Special Assistant to the P.M. on Health claims decision taken as there is no ‘reference price’ available to set limits
The government has decided to allow private companies that import COVID-19 vaccines to set their own prices for the inoculations, exempting them from the price caps that are normally applied to any drugs that are sold in the local market.
According to a report by the Reuters news agency, the Health Ministry had urged the federal cabinet to approve an exemption for such imports. It said that that cabinet, led by Prime Minister Imran Khan, had approved the proposal, allowing the private sector to determine maximum prices of its own accord.
Special Assistant to the P.M. on Health Dr. Faisal Sultan told the news agency that the decision would allow the private sector to drive pricing, adding that there is no available “reference price” to set government limits. An official of the health ministry said that the private sector would only be allowed to import vaccines that had been approved for use in Pakistan, adding that the government would fix its own price after the vaccine’s availability in the international market stabilized.
COVID-19 vaccines are currently in high demand in the open market, as most shots are being sold through bilateral agreements between countries or distributed through international initiatives such as COVAX. According to daily Dawn, some private companies had informed the Drug Regulatory Authority of Pakistan that they could arrange vaccines themselves and sell them in the open market.

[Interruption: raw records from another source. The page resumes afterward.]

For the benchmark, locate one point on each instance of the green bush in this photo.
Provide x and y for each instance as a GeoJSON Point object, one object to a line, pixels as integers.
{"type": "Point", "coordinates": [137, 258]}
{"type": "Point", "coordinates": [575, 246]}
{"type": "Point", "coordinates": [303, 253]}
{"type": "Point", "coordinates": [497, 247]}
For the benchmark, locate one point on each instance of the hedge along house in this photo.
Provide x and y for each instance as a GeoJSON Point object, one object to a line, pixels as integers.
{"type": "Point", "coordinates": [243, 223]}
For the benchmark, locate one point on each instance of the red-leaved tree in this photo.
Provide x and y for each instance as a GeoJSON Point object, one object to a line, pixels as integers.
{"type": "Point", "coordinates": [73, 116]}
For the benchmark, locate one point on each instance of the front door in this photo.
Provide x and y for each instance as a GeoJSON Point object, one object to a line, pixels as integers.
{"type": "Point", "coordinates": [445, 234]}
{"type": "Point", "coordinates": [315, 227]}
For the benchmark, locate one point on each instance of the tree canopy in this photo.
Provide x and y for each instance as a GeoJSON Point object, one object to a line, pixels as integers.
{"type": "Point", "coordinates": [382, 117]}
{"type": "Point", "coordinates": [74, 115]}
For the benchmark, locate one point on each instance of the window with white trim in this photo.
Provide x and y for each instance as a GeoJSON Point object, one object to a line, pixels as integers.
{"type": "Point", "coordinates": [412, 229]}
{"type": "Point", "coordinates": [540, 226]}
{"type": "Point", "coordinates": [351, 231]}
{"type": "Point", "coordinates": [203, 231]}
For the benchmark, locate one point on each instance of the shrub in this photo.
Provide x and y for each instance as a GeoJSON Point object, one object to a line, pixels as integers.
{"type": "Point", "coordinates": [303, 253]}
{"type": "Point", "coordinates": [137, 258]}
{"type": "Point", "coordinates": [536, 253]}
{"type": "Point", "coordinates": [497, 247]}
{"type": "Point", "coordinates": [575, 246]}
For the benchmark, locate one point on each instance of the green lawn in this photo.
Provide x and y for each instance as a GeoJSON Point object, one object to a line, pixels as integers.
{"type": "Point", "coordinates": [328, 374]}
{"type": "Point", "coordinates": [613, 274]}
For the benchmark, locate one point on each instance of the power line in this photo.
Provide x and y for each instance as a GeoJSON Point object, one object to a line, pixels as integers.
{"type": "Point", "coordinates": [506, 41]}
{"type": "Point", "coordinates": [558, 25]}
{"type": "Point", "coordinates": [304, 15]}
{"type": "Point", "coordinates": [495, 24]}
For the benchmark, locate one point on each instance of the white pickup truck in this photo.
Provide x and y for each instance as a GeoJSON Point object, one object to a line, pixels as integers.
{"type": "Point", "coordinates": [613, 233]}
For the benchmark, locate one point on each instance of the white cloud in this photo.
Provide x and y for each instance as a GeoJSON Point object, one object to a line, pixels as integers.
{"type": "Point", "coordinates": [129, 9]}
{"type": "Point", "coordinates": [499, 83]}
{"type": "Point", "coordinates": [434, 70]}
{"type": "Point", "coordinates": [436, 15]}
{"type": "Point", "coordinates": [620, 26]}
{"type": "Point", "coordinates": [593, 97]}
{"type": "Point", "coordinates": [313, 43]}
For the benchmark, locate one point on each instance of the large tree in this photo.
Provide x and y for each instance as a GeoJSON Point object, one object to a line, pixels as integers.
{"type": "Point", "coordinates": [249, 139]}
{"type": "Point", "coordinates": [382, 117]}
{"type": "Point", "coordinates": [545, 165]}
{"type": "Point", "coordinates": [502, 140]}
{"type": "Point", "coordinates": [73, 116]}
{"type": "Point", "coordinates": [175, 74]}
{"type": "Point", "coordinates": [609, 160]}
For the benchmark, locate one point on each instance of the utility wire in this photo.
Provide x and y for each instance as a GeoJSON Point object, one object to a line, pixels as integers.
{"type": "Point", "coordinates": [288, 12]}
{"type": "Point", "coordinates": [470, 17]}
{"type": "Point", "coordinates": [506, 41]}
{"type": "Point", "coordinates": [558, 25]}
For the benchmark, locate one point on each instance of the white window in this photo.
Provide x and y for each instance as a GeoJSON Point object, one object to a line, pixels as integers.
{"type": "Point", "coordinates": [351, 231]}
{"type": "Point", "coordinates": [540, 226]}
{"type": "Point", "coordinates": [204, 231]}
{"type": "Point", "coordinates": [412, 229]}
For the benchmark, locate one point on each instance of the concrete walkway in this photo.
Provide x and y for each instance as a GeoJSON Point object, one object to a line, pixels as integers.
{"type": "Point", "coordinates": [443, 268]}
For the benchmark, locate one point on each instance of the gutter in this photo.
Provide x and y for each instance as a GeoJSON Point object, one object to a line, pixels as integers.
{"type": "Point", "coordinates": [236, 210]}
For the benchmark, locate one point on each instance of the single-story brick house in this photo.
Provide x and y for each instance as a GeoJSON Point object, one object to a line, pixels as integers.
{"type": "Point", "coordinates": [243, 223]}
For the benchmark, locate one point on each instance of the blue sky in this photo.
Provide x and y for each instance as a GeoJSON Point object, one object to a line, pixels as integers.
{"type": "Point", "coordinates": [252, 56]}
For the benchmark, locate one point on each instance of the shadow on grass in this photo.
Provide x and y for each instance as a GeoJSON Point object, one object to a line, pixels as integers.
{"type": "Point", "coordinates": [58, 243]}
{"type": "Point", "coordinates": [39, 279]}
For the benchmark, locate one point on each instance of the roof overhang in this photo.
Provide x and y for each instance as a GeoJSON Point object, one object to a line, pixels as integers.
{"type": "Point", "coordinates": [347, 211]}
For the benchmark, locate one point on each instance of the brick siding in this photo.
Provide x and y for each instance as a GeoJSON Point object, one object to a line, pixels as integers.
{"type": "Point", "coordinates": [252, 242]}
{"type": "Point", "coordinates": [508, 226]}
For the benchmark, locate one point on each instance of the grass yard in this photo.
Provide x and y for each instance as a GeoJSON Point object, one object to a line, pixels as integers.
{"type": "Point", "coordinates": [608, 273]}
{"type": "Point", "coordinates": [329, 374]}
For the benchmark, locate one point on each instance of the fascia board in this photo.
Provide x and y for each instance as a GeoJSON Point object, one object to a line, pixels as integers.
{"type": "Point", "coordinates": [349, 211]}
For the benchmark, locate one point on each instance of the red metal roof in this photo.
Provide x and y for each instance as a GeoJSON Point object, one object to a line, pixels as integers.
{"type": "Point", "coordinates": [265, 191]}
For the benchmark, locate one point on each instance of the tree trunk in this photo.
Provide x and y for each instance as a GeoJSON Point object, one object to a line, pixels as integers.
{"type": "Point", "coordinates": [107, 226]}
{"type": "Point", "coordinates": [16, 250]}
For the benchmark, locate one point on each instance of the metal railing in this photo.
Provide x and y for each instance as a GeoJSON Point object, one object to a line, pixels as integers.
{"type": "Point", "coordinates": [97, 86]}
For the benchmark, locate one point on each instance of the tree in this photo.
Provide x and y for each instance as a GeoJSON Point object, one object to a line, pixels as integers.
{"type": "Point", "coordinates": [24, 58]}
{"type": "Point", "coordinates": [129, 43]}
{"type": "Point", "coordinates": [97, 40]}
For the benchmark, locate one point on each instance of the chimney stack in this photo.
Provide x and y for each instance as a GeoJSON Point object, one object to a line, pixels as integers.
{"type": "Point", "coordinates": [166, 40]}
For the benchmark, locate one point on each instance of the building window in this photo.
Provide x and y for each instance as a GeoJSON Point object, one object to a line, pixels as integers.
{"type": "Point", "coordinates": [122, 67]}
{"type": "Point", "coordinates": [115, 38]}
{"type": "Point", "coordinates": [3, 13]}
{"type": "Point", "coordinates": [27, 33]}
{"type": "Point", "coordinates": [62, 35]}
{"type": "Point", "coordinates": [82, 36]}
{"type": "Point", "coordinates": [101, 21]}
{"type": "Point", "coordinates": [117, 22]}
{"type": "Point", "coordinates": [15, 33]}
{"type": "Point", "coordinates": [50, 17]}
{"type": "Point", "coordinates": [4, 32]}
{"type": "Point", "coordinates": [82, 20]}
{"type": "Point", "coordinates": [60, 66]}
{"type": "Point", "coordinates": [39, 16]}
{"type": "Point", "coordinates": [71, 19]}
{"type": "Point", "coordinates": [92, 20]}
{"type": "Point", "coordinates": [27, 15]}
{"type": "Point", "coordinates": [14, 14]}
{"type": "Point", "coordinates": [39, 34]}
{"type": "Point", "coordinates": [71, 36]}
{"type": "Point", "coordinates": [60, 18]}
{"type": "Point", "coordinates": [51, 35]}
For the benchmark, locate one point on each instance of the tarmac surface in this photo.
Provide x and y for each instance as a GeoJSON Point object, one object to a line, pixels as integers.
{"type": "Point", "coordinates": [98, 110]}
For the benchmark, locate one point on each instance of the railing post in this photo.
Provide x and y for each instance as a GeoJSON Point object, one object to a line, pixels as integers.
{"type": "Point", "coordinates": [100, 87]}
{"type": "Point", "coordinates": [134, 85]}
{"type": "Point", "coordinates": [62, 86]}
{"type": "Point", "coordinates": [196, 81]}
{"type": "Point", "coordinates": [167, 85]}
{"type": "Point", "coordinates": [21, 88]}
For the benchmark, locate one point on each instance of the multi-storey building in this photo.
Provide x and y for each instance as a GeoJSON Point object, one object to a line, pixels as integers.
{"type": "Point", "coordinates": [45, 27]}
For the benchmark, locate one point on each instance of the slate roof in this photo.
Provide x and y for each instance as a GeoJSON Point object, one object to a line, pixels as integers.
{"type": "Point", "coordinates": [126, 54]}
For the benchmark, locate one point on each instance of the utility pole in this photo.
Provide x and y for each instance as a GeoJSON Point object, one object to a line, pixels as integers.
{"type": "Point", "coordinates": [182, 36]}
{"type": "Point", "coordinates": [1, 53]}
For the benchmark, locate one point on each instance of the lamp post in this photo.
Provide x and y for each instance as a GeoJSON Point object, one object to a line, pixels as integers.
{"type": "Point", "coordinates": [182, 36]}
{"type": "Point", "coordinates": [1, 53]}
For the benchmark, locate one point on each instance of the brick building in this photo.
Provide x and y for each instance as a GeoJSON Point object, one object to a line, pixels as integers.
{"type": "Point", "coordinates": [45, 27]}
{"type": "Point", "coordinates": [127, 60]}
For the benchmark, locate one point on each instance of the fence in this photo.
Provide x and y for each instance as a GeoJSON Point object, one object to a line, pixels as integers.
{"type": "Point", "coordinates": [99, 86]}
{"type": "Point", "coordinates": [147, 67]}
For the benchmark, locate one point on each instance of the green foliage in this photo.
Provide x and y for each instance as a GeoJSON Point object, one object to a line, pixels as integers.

Sultan told Reuters that the government still planned to inoculate its population for free, adding that only a “small minority” who wished to pay for the shots would have that option in the open market. “My assessment is that when the vaccines are available and we have market competition, that will automatically set the prices,” he claimed.
Pakistan has yet to secure any quantity of COVID-19 vaccines that are not part of aid or been donated by neighboring China. Earlier this month, Islamabad launched its vaccination drive with 500,000 doses of China’s Sinopharm’s vaccine, which were donated by Beijing. These shots are intended for frontline healthcare workers, according to the government. The health ministry claims it will receive another 1.1 million doses of Sinopharm, but has yet to clarify any date for this. COVAX, meanwhile, has pledged to provide 17 million free doses of either Oxford-AstraZeneca or Pfizer by the end of March.